In 2003 the Chinese police who had been monitoring message boards, blogs and personal emails, asked for the sign up account details of two anonymous bloggers.
These were handed over by Yahoo China to the Chinese Government.
More than 57 Chinese people have been arrested as result of discussing democracy on the internet, say Amnesty International.
Human Rights Watch, a New York based campaign group, says a line has been crossed.
"Google, Yahoo and Microsoft no longer carry out the censorship for the Chinese government," says Asia Director, Brad Adams, "they are the censor."
This comment stems from the lack of clarity over what is being censored, who has initiated it, and why.
There are two types of censoring at work. Firstly, whole websites are eliminated from Yahoo and Google in China.
De-listed sites are skipped over when the search engine trawls the web for results. Neither Yahoo nor any other company has released a list of websites that have been de-listed for their political and religious content.
As Judy Lin, a former Reuters reporter in Beijing, says: "I found it very difficult to do my job.
"I couldn't access the New York Times, The Washington Times, BBC News or any websites about Tiananmen square."
Additionally, typing in certain words, such as democracy, human rights, and the Chinese opposition group Falungong will produce error pages.
In an official statement, Yahoo said: "It is our understanding that every internet and media company doing business in China receives a list of prohibited words.
"It's important to distinguish that as of October 2005, Ali baba now operates the combined entity including the Yahoo China business.
"We no longer manage day to day operations in China, so we do not have a copy of this list of prohibited words."
That is not true, according to Brad Adams.

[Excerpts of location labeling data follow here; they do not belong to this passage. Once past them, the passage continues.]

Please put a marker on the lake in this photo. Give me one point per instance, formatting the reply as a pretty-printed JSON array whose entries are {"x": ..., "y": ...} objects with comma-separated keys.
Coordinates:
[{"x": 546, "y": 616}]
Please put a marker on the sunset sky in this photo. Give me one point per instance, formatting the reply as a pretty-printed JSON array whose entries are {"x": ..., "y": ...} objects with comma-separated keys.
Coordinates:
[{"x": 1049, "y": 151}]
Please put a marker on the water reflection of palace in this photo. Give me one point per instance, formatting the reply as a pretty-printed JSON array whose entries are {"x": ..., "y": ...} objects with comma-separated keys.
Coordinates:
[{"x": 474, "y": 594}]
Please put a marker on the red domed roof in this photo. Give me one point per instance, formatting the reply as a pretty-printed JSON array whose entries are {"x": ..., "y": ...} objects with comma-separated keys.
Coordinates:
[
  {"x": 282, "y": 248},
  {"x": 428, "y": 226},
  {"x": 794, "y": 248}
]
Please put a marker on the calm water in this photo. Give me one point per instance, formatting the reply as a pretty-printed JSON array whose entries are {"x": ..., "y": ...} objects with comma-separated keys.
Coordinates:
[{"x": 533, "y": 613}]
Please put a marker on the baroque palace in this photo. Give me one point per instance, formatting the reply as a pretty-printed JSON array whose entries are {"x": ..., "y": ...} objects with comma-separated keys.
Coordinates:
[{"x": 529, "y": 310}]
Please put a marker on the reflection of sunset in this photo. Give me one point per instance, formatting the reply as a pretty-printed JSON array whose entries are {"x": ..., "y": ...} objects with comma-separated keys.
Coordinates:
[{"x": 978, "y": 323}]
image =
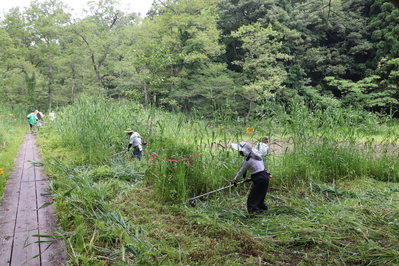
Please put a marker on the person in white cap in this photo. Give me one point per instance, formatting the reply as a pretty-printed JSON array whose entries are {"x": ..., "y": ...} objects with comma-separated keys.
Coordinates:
[
  {"x": 135, "y": 141},
  {"x": 259, "y": 176}
]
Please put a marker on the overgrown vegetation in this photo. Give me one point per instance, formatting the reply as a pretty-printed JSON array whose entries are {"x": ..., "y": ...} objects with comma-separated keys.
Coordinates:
[
  {"x": 333, "y": 198},
  {"x": 12, "y": 126}
]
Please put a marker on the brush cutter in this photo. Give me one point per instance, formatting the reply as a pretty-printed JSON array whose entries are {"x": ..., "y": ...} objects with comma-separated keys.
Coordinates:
[{"x": 192, "y": 201}]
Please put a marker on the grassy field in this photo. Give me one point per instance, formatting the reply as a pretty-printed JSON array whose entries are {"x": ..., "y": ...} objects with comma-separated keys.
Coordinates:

"There was talk of a list that the Chinese government drew up and handed to the internet companies. There is no list, and Yahoo in particular is doing the Chinese Government's bidding by predicting which words will be problematic, testing them against the firewall and then implementing them."

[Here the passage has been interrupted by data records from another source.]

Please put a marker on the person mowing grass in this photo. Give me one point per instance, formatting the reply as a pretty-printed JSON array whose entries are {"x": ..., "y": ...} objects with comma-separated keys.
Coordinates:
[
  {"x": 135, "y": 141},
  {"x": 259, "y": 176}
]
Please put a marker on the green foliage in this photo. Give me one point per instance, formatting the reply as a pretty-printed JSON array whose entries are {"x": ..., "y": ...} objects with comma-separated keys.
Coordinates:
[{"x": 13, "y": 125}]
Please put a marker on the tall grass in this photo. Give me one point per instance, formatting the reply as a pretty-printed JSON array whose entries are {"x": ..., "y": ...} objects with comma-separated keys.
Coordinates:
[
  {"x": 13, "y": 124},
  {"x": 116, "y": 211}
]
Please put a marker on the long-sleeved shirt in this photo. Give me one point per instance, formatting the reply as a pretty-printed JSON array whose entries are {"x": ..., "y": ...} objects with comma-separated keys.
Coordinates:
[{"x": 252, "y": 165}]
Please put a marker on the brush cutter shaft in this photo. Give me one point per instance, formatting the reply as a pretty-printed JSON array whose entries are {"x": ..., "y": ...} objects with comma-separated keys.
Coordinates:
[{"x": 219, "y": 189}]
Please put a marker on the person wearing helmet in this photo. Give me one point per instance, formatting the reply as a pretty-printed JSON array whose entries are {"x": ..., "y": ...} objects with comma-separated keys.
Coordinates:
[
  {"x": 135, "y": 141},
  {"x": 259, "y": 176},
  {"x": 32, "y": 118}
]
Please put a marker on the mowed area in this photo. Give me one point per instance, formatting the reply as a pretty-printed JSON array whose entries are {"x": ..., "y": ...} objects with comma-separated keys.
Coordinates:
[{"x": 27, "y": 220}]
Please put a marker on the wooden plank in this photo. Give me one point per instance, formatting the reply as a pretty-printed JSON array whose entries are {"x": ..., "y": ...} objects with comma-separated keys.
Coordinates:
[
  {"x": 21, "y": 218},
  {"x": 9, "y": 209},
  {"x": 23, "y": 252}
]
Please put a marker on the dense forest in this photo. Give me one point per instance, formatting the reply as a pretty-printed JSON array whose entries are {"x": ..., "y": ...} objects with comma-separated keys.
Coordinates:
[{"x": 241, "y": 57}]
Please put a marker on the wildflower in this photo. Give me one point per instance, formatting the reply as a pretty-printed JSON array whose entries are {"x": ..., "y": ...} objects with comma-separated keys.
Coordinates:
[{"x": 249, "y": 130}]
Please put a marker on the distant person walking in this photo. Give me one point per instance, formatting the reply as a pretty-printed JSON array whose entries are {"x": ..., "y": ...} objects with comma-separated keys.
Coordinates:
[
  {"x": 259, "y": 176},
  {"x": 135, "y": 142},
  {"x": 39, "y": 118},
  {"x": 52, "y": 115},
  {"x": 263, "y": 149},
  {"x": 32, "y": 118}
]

Human Rights Watch has repeatedly asked for copies of this list, and has never been given it.
These firewalls are maintained because the whole of China is served by only nine servers, through which all internet traffic is directed.
In addition, both Reporters Sans Frontiers and Human Rights Watch maintain that Chinese censorship is some of the most elaborate and comprehensive in the world.
Julian Pain from RSF challenges the legal basis for these lists , saying: "These are not actually legal: nowhere in the Chinese constitution does it say that certain words are illegal on internet sites."
Despite this China is viewed by the internet companies as a very lucrative market, with more than 100 million users online at any one time.
Yahoo, Google and other internet firms maintain they are interested in pursuing the utopian ideals on which they were founded.
Yahoo says the internet is a "positive force in China and a growing Chinese middle class is benefiting greatly from more education, communication, and technology".
Judy Lin however, is sceptical, saying: "Of course all the companies are going after this giant market: the internet has become such an important part of Chinese life, with the average college student spending at least six hours a week online"
Brad Adams understands why there is such a furore over this issue because "in the future everything will be done on the internet: shopping, information retrieval and voting".
Chinese journalist Bu Hua, and Media Academic Shou Ming say there are more than 30,000 people involved in maintaining censorship within the Chinese government, monitoring information and discussions on message boards.
However both emphasise that the effects of this censorship are relatively small.
"Chinese citizens are not interested in overthrowing the government, or this Western concept of the public sphere" says Shou, "they want to talk about day to day concerns.
"Whilst each case is very sad for the people involved, fifty seven people arrested in a country of 1.4 billion is not very much."
Both feel disappointed by the restrictions posed by the Chinese government, but claim that in practice, the firewalls do not have much effect.
Both her and Shou Ming use tactics like breaking up words or underscoring them to find ways around the censors.
Others in China use proxy servers - computers in another country which act as the gateway to the net outside of China.
Critics of internet companies like Google and Yahoo argue that despite the assurances they are still treading too softly. There is talk of an ethical code to be launched soon.
"There is no chance that China will throw out Yahoo, Microsoft or Google" says Brad Adams.
"Dissidents use their sites, which makes them 'honeypots' that the Chinese government can monitor. And the Chinese need the new technology and software these companies bring in, if only to copy it.
"If Google, Yahoo and Microsoft stand together and are divided and ruled by the Chinese, they will be able to uphold an ethical code."